Strapped for cash? Need just enough but not too much to get you to your next payday? Maybe you’ve been hit with an unplanned for expense, a car repair or unforeseen household emergency, and you need a quick financial fix but haven’t the time or the patience for what is sure to be a lengthy and tiresome loan application process carried out by a conventional lending institution such as a bank. Or, maybe your credit rating isn’t what it used to be. Well, in all these instances, a payday loan may be the just solution you’re looking for.
But before you take out that payday loan, there are both pros and cons that you need to be aware of. Payday loans can be useful in certain financial circumstances, sure, but they can bite you in the pocket book if you’re not careful. A payday loan is not something to take lightly, and certainly not something to be used indiscriminately.
The Upside to Payday Loans
There’s some pretty good news here for those of you thinking of taking out a payday loan. For one thing, payday loans are easy to get. Even the application process is quick and easy. Most lenders offer the option of applying online or in person and approvals can be very quick, indeed – hours, sometimes minutes, almost always the same business day.
The personal details needed to make an application are pretty basic: personal ID, proof of an active bank account and a legitimate, steady source of income. Lenders, generally, accept not only earnings from traditional employment, but self-employment earnings and other income sources such as benefits, pensions, etc.

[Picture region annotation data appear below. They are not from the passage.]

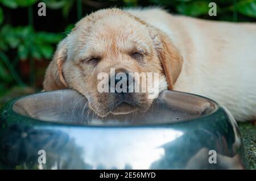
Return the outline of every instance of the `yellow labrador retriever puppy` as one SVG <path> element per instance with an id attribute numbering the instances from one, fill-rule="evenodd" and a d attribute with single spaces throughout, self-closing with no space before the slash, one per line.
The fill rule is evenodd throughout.
<path id="1" fill-rule="evenodd" d="M 111 68 L 158 73 L 159 92 L 205 96 L 226 106 L 237 120 L 256 118 L 255 23 L 174 16 L 159 9 L 99 10 L 60 43 L 44 90 L 76 89 L 100 116 L 146 111 L 153 101 L 148 91 L 99 92 L 98 75 L 110 75 Z"/>

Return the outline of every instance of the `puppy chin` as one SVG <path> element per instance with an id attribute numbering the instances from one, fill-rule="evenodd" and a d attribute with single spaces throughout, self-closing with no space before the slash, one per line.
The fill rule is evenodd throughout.
<path id="1" fill-rule="evenodd" d="M 110 112 L 115 115 L 123 115 L 135 112 L 138 110 L 138 108 L 133 106 L 131 106 L 130 104 L 125 103 L 122 103 L 121 104 L 117 106 L 116 107 L 115 107 Z"/>

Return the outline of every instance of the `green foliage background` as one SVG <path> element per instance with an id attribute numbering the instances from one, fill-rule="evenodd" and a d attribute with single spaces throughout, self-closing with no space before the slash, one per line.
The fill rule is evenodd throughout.
<path id="1" fill-rule="evenodd" d="M 47 16 L 48 11 L 51 11 L 52 19 L 55 18 L 55 15 L 61 14 L 65 22 L 60 31 L 58 29 L 56 32 L 56 27 L 47 23 L 45 24 L 49 30 L 47 32 L 35 27 L 39 18 L 37 11 L 39 2 L 46 3 Z M 217 4 L 217 16 L 208 15 L 210 2 Z M 86 14 L 109 7 L 149 6 L 163 7 L 174 14 L 208 19 L 232 22 L 256 20 L 256 0 L 0 0 L 0 96 L 17 86 L 36 87 L 35 62 L 49 62 L 57 43 Z M 22 11 L 22 14 L 17 15 L 22 15 L 26 24 L 19 24 L 13 18 L 8 16 L 10 13 L 13 15 L 20 12 L 19 11 Z M 29 78 L 23 77 L 23 70 L 19 66 L 24 62 L 29 64 Z M 45 68 L 43 69 L 42 71 L 45 70 Z"/>

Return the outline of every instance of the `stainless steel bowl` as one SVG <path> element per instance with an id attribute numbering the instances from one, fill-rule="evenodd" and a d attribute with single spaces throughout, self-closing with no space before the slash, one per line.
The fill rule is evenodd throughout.
<path id="1" fill-rule="evenodd" d="M 164 91 L 147 112 L 104 118 L 90 111 L 86 102 L 67 89 L 6 104 L 0 111 L 0 168 L 247 167 L 236 121 L 213 100 Z"/>

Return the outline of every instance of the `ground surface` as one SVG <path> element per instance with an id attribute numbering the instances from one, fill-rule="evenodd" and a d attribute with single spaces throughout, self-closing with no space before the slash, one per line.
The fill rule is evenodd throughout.
<path id="1" fill-rule="evenodd" d="M 0 108 L 8 100 L 36 91 L 31 88 L 15 88 L 0 97 Z M 251 169 L 256 170 L 256 125 L 253 123 L 238 123 L 243 141 L 246 156 Z"/>

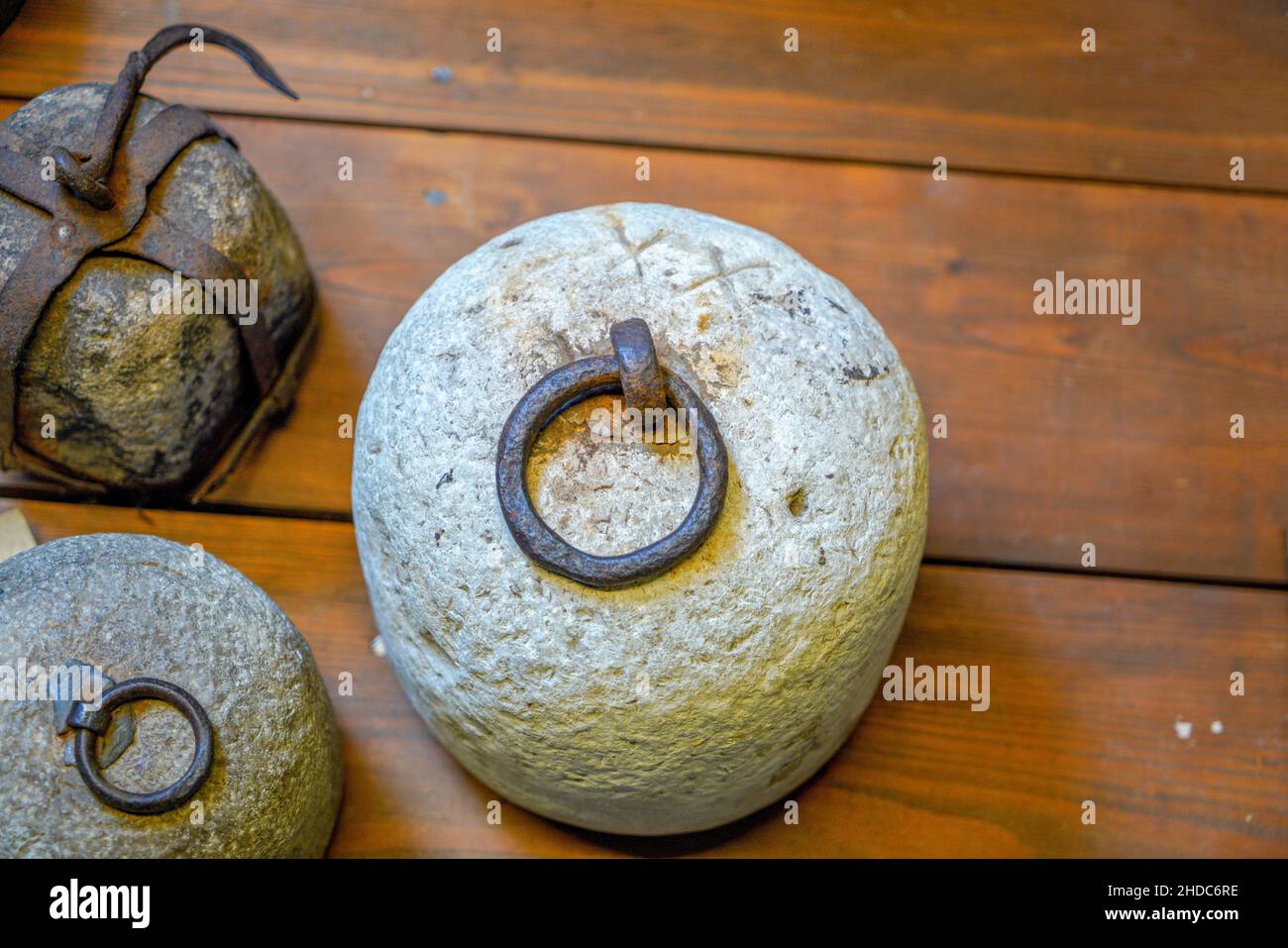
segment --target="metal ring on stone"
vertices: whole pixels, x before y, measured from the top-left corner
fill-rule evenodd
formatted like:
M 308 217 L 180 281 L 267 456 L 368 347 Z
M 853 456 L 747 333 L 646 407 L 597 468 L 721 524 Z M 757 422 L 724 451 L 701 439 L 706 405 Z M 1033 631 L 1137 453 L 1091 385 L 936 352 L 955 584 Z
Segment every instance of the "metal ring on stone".
M 152 793 L 131 793 L 103 777 L 98 768 L 98 738 L 107 732 L 116 708 L 147 698 L 164 701 L 188 719 L 197 741 L 197 750 L 192 755 L 192 764 L 187 773 L 169 787 Z M 155 678 L 135 678 L 112 685 L 103 692 L 97 708 L 85 702 L 76 702 L 67 716 L 67 723 L 77 729 L 76 769 L 80 770 L 85 786 L 108 806 L 115 806 L 125 813 L 153 815 L 182 806 L 192 799 L 210 775 L 215 743 L 210 717 L 206 716 L 205 708 L 197 703 L 196 698 L 169 681 Z
M 644 330 L 647 332 L 648 327 Z M 592 395 L 622 392 L 622 363 L 613 356 L 592 356 L 569 362 L 542 377 L 514 406 L 501 429 L 496 455 L 496 492 L 501 500 L 501 514 L 519 549 L 546 569 L 596 589 L 644 582 L 689 556 L 720 519 L 729 484 L 729 456 L 711 412 L 683 379 L 658 368 L 667 401 L 687 416 L 698 459 L 698 493 L 684 522 L 657 542 L 632 553 L 596 556 L 578 550 L 541 519 L 528 496 L 524 477 L 537 435 L 565 408 Z

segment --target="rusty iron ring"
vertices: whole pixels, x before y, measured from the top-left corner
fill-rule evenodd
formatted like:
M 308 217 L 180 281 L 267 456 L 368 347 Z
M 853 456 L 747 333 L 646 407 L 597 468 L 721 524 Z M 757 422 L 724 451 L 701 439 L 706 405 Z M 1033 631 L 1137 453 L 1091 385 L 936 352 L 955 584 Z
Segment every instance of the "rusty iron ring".
M 197 750 L 192 755 L 192 764 L 188 765 L 187 773 L 169 787 L 152 793 L 131 793 L 103 777 L 103 772 L 98 766 L 98 738 L 107 733 L 112 712 L 116 708 L 147 698 L 164 701 L 188 719 L 193 737 L 197 739 Z M 112 685 L 103 692 L 97 708 L 85 702 L 76 702 L 67 716 L 67 724 L 77 729 L 76 769 L 80 770 L 81 779 L 85 781 L 85 786 L 94 796 L 117 810 L 143 817 L 166 813 L 191 800 L 210 775 L 215 746 L 210 717 L 206 716 L 205 708 L 196 698 L 169 681 L 155 678 L 135 678 Z
M 684 522 L 672 533 L 632 553 L 595 556 L 578 550 L 541 519 L 524 477 L 537 435 L 565 408 L 592 395 L 621 392 L 621 371 L 613 356 L 592 356 L 542 377 L 514 406 L 501 429 L 496 455 L 501 514 L 519 549 L 546 569 L 596 589 L 644 582 L 693 554 L 715 528 L 729 484 L 729 455 L 715 419 L 683 379 L 662 368 L 667 398 L 685 411 L 697 446 L 698 493 Z

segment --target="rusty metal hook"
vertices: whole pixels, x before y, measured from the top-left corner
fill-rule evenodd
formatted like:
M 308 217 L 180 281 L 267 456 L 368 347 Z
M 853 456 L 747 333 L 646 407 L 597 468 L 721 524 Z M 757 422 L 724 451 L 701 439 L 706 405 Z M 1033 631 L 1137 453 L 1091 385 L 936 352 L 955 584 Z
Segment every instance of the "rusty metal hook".
M 611 335 L 616 356 L 569 362 L 528 389 L 501 429 L 496 455 L 501 515 L 519 549 L 546 569 L 598 589 L 652 580 L 692 555 L 715 529 L 729 484 L 729 455 L 716 420 L 680 376 L 657 365 L 648 325 L 643 319 L 627 319 L 613 326 Z M 649 395 L 653 380 L 661 384 L 663 406 L 668 402 L 683 408 L 692 426 L 698 493 L 672 533 L 621 556 L 595 556 L 560 537 L 537 514 L 524 477 L 528 455 L 541 429 L 565 408 L 611 392 L 623 392 L 627 401 L 636 401 L 636 408 L 644 408 L 658 397 Z
M 94 151 L 88 157 L 77 157 L 61 146 L 52 149 L 54 179 L 59 184 L 99 210 L 107 210 L 116 204 L 116 196 L 104 179 L 112 170 L 117 142 L 130 112 L 134 109 L 134 99 L 139 88 L 157 61 L 175 46 L 192 40 L 196 35 L 193 31 L 200 31 L 204 43 L 223 46 L 241 57 L 256 76 L 283 95 L 292 99 L 300 98 L 268 64 L 268 61 L 245 40 L 223 30 L 197 23 L 167 26 L 148 40 L 142 50 L 130 53 L 125 61 L 125 66 L 116 77 L 116 84 L 103 103 L 103 111 L 98 116 L 98 124 L 94 128 Z
M 131 793 L 103 777 L 98 765 L 98 738 L 107 733 L 116 708 L 146 698 L 164 701 L 187 717 L 197 750 L 184 775 L 169 787 L 152 793 Z M 85 786 L 108 806 L 124 813 L 155 815 L 182 806 L 201 790 L 214 764 L 215 738 L 206 710 L 179 685 L 160 679 L 135 678 L 112 685 L 99 697 L 98 707 L 77 701 L 67 715 L 67 724 L 76 728 L 76 769 Z

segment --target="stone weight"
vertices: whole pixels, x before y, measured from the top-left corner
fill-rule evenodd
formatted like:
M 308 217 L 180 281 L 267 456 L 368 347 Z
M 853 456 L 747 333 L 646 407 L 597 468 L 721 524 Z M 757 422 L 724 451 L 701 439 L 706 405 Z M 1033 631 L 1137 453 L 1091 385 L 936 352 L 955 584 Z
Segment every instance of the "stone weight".
M 728 496 L 694 555 L 596 590 L 522 553 L 493 466 L 533 383 L 611 354 L 631 317 L 719 422 Z M 605 555 L 672 531 L 697 484 L 676 446 L 596 435 L 612 401 L 563 412 L 528 468 L 541 517 Z M 367 586 L 430 730 L 509 800 L 622 833 L 737 819 L 836 752 L 903 623 L 926 500 L 912 379 L 863 304 L 768 234 L 665 205 L 542 218 L 456 263 L 389 339 L 354 447 Z
M 37 161 L 55 146 L 89 152 L 108 89 L 95 82 L 39 95 L 4 121 L 0 140 Z M 125 138 L 162 107 L 139 95 Z M 149 202 L 258 281 L 259 318 L 285 361 L 309 319 L 313 278 L 286 214 L 250 164 L 223 139 L 198 139 L 156 180 Z M 46 219 L 0 191 L 0 285 Z M 155 313 L 156 280 L 171 273 L 97 252 L 57 291 L 18 370 L 22 447 L 124 491 L 179 488 L 213 465 L 254 410 L 254 379 L 233 318 Z
M 308 644 L 246 577 L 134 535 L 55 540 L 0 563 L 0 665 L 68 661 L 191 693 L 213 726 L 210 775 L 176 809 L 122 813 L 68 765 L 77 732 L 57 733 L 52 701 L 0 701 L 0 857 L 323 854 L 343 779 L 335 716 Z M 161 702 L 129 707 L 133 741 L 103 775 L 130 792 L 161 790 L 188 768 L 193 730 Z

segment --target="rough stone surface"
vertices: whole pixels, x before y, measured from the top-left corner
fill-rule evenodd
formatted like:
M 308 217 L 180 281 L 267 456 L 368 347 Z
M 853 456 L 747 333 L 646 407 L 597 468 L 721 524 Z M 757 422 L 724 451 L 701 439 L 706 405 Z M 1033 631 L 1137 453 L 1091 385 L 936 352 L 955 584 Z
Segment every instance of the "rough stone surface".
M 715 415 L 730 483 L 692 559 L 598 591 L 523 555 L 493 465 L 523 393 L 627 317 Z M 542 517 L 600 554 L 668 533 L 697 484 L 692 456 L 595 441 L 608 401 L 529 468 Z M 611 832 L 717 826 L 813 774 L 880 684 L 926 529 L 921 407 L 878 323 L 768 234 L 665 205 L 542 218 L 455 264 L 390 337 L 354 453 L 380 631 L 433 733 L 509 800 Z
M 32 99 L 5 120 L 15 133 L 5 143 L 37 160 L 55 144 L 90 151 L 107 90 L 72 85 Z M 126 134 L 164 104 L 140 97 Z M 286 214 L 246 160 L 223 139 L 193 142 L 149 200 L 259 281 L 259 318 L 285 357 L 308 318 L 312 276 Z M 43 211 L 0 191 L 0 285 L 46 223 Z M 129 256 L 95 254 L 81 264 L 27 345 L 21 444 L 122 488 L 174 487 L 209 466 L 254 407 L 254 379 L 232 318 L 152 313 L 152 281 L 169 277 Z M 45 415 L 55 419 L 55 439 L 41 437 Z
M 0 663 L 68 659 L 116 681 L 160 678 L 210 715 L 215 759 L 192 804 L 153 817 L 115 810 L 63 764 L 49 701 L 0 702 L 0 857 L 319 857 L 340 804 L 339 734 L 313 654 L 291 621 L 210 554 L 102 533 L 0 563 Z M 106 769 L 135 792 L 192 760 L 188 721 L 140 702 L 134 743 Z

If applying in person, you’ll need to have the relevant documentation – driver’s license, bank statement, etc. – with you. Applying online, you may be required to fax documentation but many lenders don’t even require this. The whole process is designed to make applying for a loan as borrower-friendly as possible.
And, believe it or not, your credit rating won’t come between you and that payday loan. Normally, lenders do not perform standard credit checks when processing applications for a payday loan. This is because payday loans are, essentially, cash advances against an employment salary or other form of income. As long as you have proof of income, Bob’s your uncle.
Some lenders will, however, look for irresponsible past use of payday loans. If you have a history of delinquent payday loans or debts with your bank, your application could be denied but, because credit ratings aren’t normally factored into the application process, most are approved.
Once your application is approved and you’ve accepted the terms of the loan – the amount to be borrowed, fees, interest rate, repayment schedule, etc. – the lender will usually wire the money to your bank account either that same day or the following business day. If you’re applying in person, you may even walk away with cash in hand.